The administration motion sought clarification of the Supreme Court’s Monday order that temporarily blocked an injunction by U.S. District Judge Brian E. Murphy of the District of Massachusetts.
Murphy had issued an April 18 injunction that required immigrants to be given a chance to contest their removals to third countries.
On Monday evening, Murphy said his May 21 ruling enforcing the now-blocked injunction remains in effect. The enforcement order required the U.S. Department of Homeland Security to maintain custody of migrants flown to third countries while he considers whether their removals violated his April 18 order.
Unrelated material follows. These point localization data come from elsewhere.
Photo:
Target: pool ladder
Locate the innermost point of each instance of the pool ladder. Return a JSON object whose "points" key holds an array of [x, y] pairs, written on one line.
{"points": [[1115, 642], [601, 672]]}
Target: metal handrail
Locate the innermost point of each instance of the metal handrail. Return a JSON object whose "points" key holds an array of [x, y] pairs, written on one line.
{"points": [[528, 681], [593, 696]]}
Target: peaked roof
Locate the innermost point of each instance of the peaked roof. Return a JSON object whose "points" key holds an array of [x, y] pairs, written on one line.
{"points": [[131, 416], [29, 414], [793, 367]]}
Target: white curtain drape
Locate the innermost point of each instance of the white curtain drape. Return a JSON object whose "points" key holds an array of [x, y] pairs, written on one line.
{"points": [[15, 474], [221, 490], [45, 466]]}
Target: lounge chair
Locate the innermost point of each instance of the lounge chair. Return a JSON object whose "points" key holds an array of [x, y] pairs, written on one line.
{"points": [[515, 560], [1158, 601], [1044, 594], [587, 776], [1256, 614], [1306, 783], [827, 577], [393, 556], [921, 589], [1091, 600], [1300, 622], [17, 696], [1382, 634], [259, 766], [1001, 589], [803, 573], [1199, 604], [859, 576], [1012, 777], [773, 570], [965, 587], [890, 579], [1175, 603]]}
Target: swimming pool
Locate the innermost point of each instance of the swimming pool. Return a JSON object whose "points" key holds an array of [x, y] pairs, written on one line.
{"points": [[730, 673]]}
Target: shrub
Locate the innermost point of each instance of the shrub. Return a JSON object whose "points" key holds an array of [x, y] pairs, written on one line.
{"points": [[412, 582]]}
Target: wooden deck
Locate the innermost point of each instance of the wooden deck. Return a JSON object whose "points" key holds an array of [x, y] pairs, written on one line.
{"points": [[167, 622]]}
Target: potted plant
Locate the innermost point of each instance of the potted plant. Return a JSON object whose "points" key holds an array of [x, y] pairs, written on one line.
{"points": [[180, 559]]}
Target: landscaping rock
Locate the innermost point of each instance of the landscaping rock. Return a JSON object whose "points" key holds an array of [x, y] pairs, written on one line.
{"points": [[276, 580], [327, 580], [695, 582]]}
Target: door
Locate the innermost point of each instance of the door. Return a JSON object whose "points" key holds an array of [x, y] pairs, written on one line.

As a result of the order, eight immigrants who oppose deportation to South Sudan, a country in East Africa, are being held at a U.S. naval base in Djibouti, another country in East Africa.
The New York Times, Reuters and SCOTUSblog are among the publications that covered the request by U.S. Solicitor General D. John Sauer.
The government’s clarification request called Murphy’s decision “a lawless act of defiance that, once again, disrupts sensitive diplomatic relations and slams the brakes on the executive’s lawful efforts to effectuate third-country removals.”
Sauer said the Supreme Court must “make clear beyond any doubt that the government can immediately proceed with the third-country removals of the criminal aliens from Djibouti.”
Lawyers for the eight men countered that the government had “repeatedly defied” Murphy’s April 18 injunction and continued enforcement of Murphy’s May 21 remedial order “preserves the status quo, ensuring that class members receive the remedy to which they are entitled.”
The case is U.S. Department of Homeland Security v. D.V.D.